Il fascino delle sorprese
Attenzione
all’origine di quel famoso 23, scelto da Michael perché il suo doppio 46 è
vicino al 45 con cui amava giocare suo fratello maggiore Larry, ammirato a tal
punto da scegliere per sé un numero che significasse “Valgo la metà di lui,
eppure ci provo lo stesso”. Di nuovo coscienza dei propri limiti come
presupposto profondo per superarli.
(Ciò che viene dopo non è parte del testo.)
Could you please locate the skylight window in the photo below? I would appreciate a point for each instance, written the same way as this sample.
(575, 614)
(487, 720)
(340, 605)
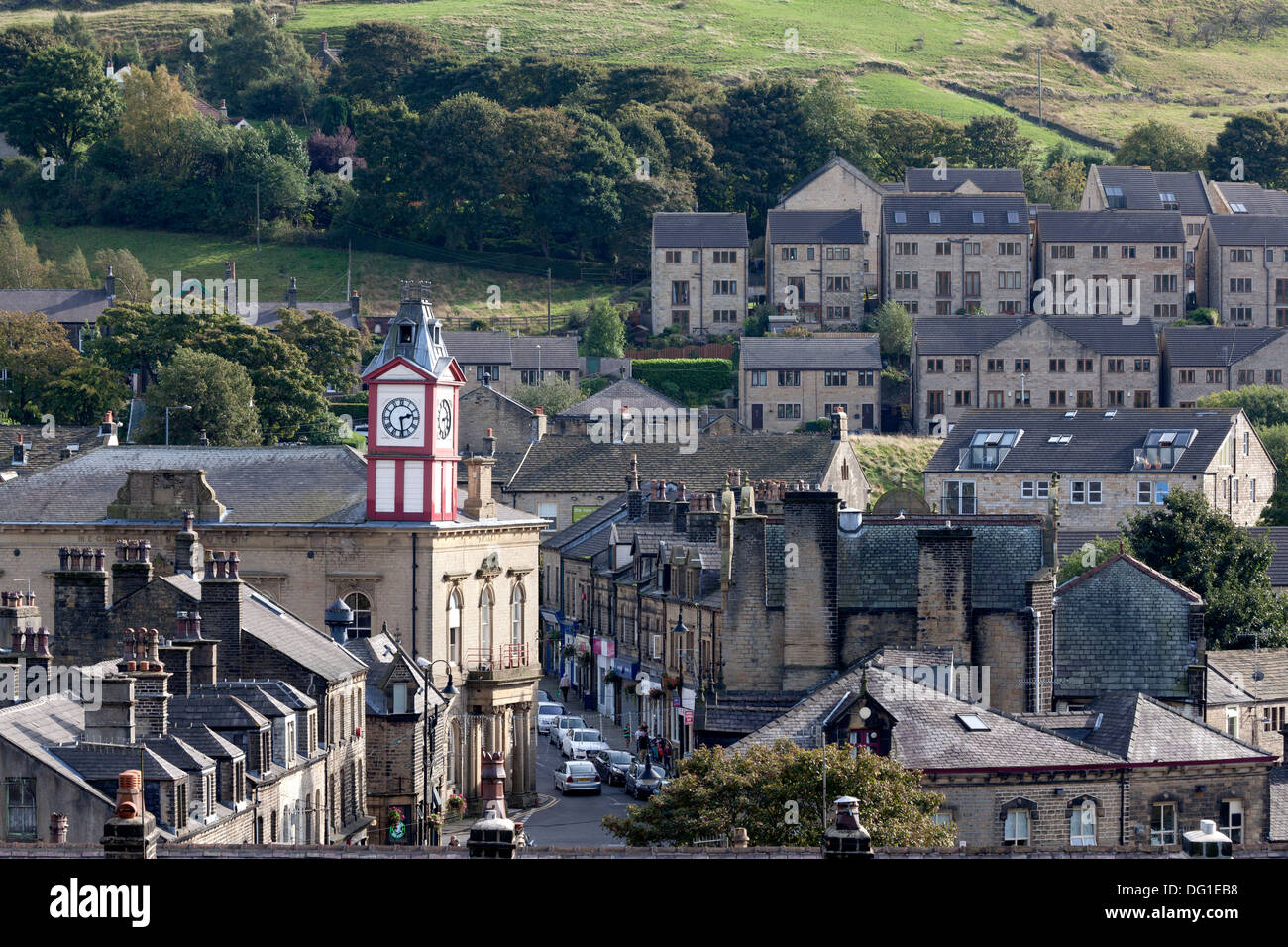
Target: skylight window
(973, 723)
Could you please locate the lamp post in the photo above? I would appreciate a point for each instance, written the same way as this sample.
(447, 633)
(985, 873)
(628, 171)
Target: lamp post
(172, 407)
(432, 737)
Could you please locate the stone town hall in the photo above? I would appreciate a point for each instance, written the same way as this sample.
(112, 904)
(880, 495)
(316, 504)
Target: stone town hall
(452, 578)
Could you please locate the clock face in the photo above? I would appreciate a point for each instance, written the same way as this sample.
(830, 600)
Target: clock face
(445, 419)
(400, 418)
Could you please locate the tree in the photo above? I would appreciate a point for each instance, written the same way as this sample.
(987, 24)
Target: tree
(1087, 557)
(132, 281)
(219, 393)
(59, 103)
(1260, 141)
(330, 348)
(1162, 147)
(605, 331)
(893, 324)
(995, 141)
(1203, 549)
(84, 392)
(553, 394)
(21, 266)
(1263, 405)
(37, 354)
(717, 791)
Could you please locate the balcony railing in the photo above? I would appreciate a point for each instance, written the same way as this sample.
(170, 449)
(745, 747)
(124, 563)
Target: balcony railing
(496, 659)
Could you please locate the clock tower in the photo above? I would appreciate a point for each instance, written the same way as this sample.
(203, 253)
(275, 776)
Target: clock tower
(412, 398)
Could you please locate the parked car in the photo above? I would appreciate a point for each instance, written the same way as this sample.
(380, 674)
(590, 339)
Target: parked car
(581, 744)
(565, 723)
(612, 766)
(548, 714)
(643, 783)
(578, 776)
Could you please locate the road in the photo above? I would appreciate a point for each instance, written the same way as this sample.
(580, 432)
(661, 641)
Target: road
(574, 819)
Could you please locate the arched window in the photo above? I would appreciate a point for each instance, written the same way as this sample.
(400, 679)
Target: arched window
(361, 607)
(454, 628)
(485, 602)
(516, 600)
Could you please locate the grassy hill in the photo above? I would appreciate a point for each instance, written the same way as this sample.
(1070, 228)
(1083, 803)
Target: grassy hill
(460, 292)
(894, 53)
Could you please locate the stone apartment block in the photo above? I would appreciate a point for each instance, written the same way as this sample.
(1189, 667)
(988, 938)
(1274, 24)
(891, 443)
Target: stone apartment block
(1108, 464)
(507, 361)
(699, 272)
(840, 185)
(1140, 188)
(1244, 260)
(818, 266)
(1205, 360)
(1039, 363)
(1127, 263)
(956, 254)
(785, 382)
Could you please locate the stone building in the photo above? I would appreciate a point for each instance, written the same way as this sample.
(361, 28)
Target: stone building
(1128, 263)
(956, 254)
(1126, 770)
(818, 266)
(1205, 360)
(1140, 188)
(1039, 363)
(1243, 262)
(786, 382)
(1099, 466)
(698, 273)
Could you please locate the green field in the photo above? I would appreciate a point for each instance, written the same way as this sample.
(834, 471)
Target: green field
(460, 292)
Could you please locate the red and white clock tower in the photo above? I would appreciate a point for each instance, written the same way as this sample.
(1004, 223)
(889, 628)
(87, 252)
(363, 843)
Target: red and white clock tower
(412, 399)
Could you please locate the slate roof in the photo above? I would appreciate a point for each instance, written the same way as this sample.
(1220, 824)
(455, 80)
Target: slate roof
(939, 335)
(1209, 346)
(815, 227)
(59, 305)
(567, 463)
(1109, 617)
(956, 214)
(1009, 180)
(1142, 188)
(627, 392)
(699, 230)
(827, 166)
(926, 733)
(44, 453)
(1256, 198)
(1117, 226)
(1241, 230)
(1232, 676)
(258, 484)
(1098, 444)
(1141, 729)
(861, 351)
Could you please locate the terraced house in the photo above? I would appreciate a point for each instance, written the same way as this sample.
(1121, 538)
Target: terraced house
(1039, 363)
(1125, 263)
(1099, 466)
(816, 265)
(956, 254)
(699, 272)
(785, 382)
(1205, 360)
(1244, 268)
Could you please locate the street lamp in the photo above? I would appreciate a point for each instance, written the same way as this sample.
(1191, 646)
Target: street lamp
(432, 735)
(172, 407)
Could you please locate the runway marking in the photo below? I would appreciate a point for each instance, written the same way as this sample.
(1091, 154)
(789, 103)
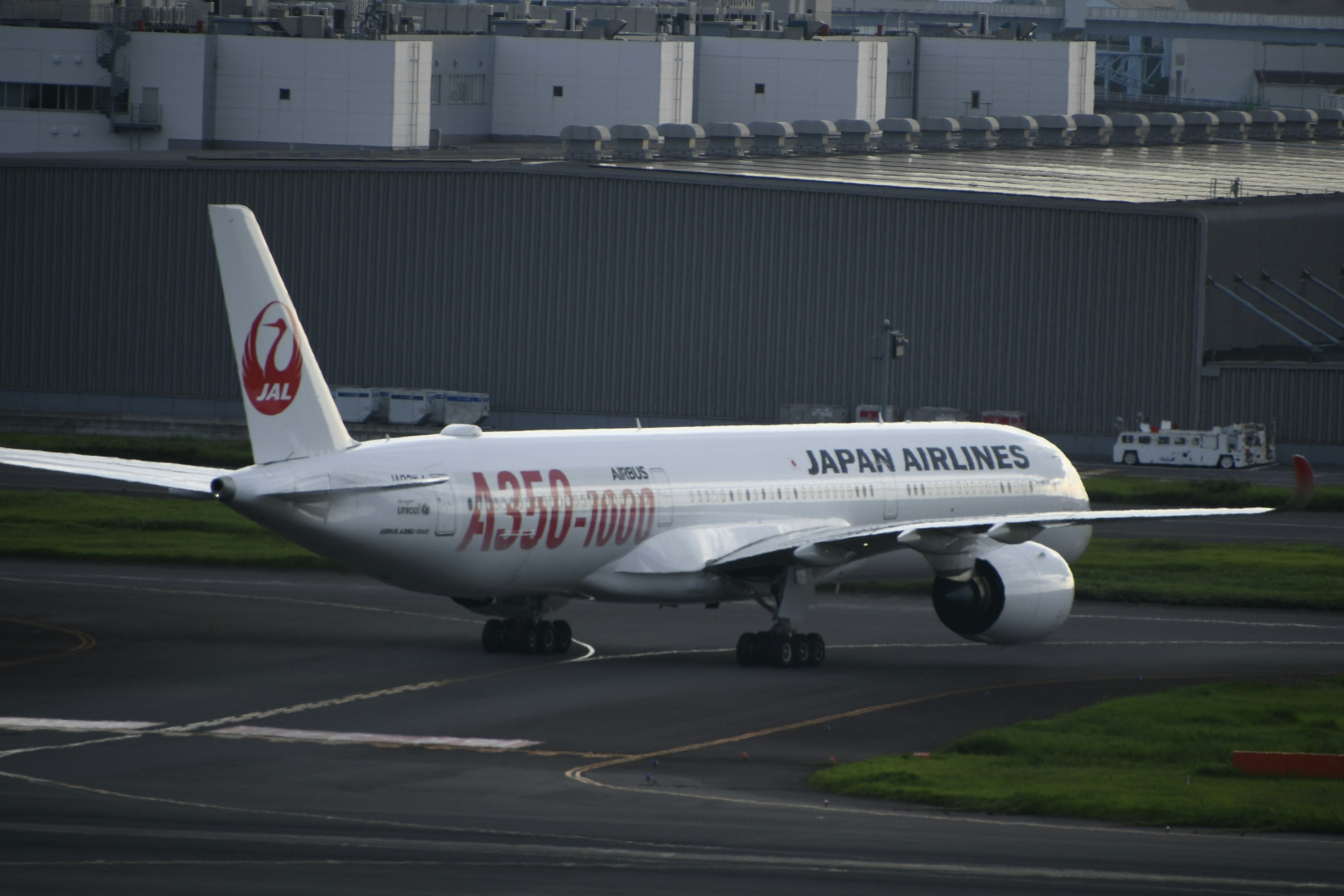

Cos’altro di meglio raccomandare ai circa
diecimila giovani attesi a Napoli per disputare, dal 3 al 14 luglio, la trentesima edizione delle Universiadi?
Si
tratta di autentiche Olimpiadi studentesche, a cui partecipano stavolta circa
novemila atleti che, in rappresentanza di 170
Paesi, sono iscritti alle oltre 200 discipline inserite nei 18 sport
previsti dal programma: atletica leggera, calcio, ginnastica artistica,
ginnastica ritmica, judo, nuoto, pallacanestro, pallanuoto, pallavolo, rugby a
7, scherma, taekwondo, tennistavolo, tiro a segno, tiro con l’arco, tuffi,
vela.
Solitamente
snobbate dallo sport professionistico degli spot televisivi e dei contratti
miliardari, le Universiadi emanano tutto il fascino di un evento autonomo quanto imprevisto, dove capita spesso di vedere in
lizza nella medesima competizione atleti sufficientemente affermati e totali
sconosciuti, a cui spetta non di rado il ruolo di inattesi vincitori.
Ragione
di più per seguirle sulle reti televisive che le trasmetteranno, sempre che non
si voglia cogliere l’occasione di un’irripetibile vacanza a Napoli,
meravigliosa città che, anche grazie alla politica aperta e creativa di un
sindaco come Luigi De Magistris, sta vivendo un sorprendente e beneaugurante rinascimento.
Perché
anche Napoli, città “viva” quasi in carne e ossa, tale è la forza attrattiva
che sa sprigionare, ha appreso sulla propria pelle, come Michael Jordan, il
senso profondo di sconfitte da cui ripartire per tornare a “vincere”. A dimostrazione che una perpetua, interiore
giovinezza misteriosamente discende non dagli anni dichiarati in una carta d’identità,
ma dall’esperienza insostituibile di ciò che la vita ora toglie e ora dona.